Our research aims to investigate the impact of halogens on the effectiveness of corrosion inhibitors for mild steel in a 1 M HCl solution, employing a holistic approach. Through complementary studies, we will elucidate the corrosion inhibition mechanism by examining neutral, protonated, and complex forms of inhibitors using advanced computational and statistical methods. This preliminary study consists of evaluating the effectiveness of the first two imidazothiazole derivatives by weight loss tests (WL) and electrochemical techniques.

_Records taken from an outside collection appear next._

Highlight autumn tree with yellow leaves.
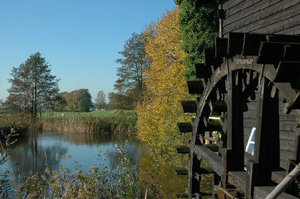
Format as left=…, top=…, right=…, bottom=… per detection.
left=137, top=8, right=190, bottom=152
left=136, top=8, right=191, bottom=198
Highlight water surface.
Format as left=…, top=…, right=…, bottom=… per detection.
left=1, top=133, right=188, bottom=199
left=4, top=133, right=143, bottom=177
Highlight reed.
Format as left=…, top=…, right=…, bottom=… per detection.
left=42, top=115, right=137, bottom=135
left=1, top=142, right=146, bottom=199
left=0, top=111, right=137, bottom=135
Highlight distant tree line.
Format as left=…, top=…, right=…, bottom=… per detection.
left=52, top=89, right=93, bottom=112
left=3, top=52, right=95, bottom=115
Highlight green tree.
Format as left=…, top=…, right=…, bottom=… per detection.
left=107, top=92, right=133, bottom=110
left=112, top=32, right=149, bottom=109
left=176, top=0, right=218, bottom=80
left=50, top=95, right=67, bottom=112
left=78, top=89, right=92, bottom=112
left=6, top=52, right=59, bottom=118
left=0, top=99, right=5, bottom=113
left=95, top=90, right=106, bottom=109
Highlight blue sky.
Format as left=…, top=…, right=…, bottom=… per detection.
left=0, top=0, right=176, bottom=101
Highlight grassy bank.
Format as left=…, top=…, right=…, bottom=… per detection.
left=0, top=110, right=137, bottom=135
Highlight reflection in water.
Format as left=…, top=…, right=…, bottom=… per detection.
left=8, top=135, right=68, bottom=178
left=138, top=147, right=188, bottom=199
left=1, top=133, right=188, bottom=198
left=5, top=133, right=142, bottom=179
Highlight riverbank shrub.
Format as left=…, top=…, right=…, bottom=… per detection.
left=1, top=143, right=146, bottom=199
left=0, top=114, right=29, bottom=137
left=0, top=128, right=20, bottom=198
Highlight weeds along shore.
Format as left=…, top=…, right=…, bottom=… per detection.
left=0, top=111, right=137, bottom=136
left=42, top=115, right=137, bottom=135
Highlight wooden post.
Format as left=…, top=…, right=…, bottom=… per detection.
left=294, top=127, right=300, bottom=163
left=189, top=155, right=201, bottom=198
left=246, top=77, right=280, bottom=198
left=218, top=0, right=224, bottom=38
left=222, top=70, right=245, bottom=185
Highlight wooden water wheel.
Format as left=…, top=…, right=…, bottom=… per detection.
left=176, top=33, right=300, bottom=199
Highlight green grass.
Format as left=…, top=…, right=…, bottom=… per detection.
left=41, top=109, right=136, bottom=118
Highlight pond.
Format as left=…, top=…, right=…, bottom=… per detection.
left=4, top=133, right=142, bottom=177
left=1, top=133, right=188, bottom=199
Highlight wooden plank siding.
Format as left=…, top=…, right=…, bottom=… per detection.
left=223, top=0, right=300, bottom=35
left=278, top=24, right=300, bottom=35
left=242, top=94, right=297, bottom=170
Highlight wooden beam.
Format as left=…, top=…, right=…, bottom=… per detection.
left=285, top=92, right=300, bottom=113
left=205, top=120, right=223, bottom=131
left=176, top=146, right=190, bottom=154
left=205, top=48, right=222, bottom=69
left=198, top=167, right=214, bottom=174
left=198, top=118, right=222, bottom=136
left=224, top=70, right=245, bottom=173
left=257, top=42, right=285, bottom=64
left=176, top=169, right=188, bottom=176
left=294, top=127, right=300, bottom=162
left=215, top=38, right=228, bottom=57
left=209, top=100, right=227, bottom=113
left=258, top=42, right=300, bottom=64
left=176, top=193, right=188, bottom=198
left=190, top=144, right=222, bottom=176
left=189, top=155, right=201, bottom=196
left=283, top=45, right=300, bottom=62
left=246, top=78, right=280, bottom=198
left=177, top=122, right=193, bottom=133
left=227, top=32, right=244, bottom=56
left=181, top=101, right=197, bottom=113
left=242, top=73, right=259, bottom=101
left=242, top=33, right=267, bottom=56
left=274, top=62, right=300, bottom=90
left=202, top=119, right=222, bottom=131
left=253, top=186, right=298, bottom=199
left=205, top=48, right=215, bottom=67
left=187, top=81, right=204, bottom=95
left=267, top=34, right=300, bottom=43
left=205, top=144, right=219, bottom=152
left=228, top=171, right=247, bottom=193
left=195, top=63, right=212, bottom=78
left=272, top=171, right=286, bottom=184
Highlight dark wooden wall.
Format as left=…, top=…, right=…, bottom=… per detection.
left=222, top=0, right=300, bottom=36
left=279, top=94, right=297, bottom=169
left=243, top=93, right=297, bottom=170
left=222, top=0, right=300, bottom=169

This research unveils that the inhibitors, namely 6-(4-fluorophenyl)imidazo[2,1-b]thiazole-5-carbaldehyde (Imid-F) and 6-(4-chlorophenyl)imidazo[2,1-b]thiazole-5-carbaldehyde (Imid-Cl), exhibit mixed-type inhibition behavior, and their efficiency in preventing corrosion is halogen-dependent. This inhibition efficiency improved with decreasing temperature and increasing inhibitor concentration, reaching 86% (Imid-F) and 90% (Imid-Cl) at 303 K and 1×10−3 M, respectively. Both chemicals' adherence may be described using the Langmuir adsorption isotherm model. Furthermore, scanning electron microscopy (SEM) confirmed the inhibitors were successfully deposited. The results obtained from the experimental and theoretical analyses suggest that the efficiency of the two halogenated imidazothiazoles follows the order: (Imid-Cl) > (Imid-F).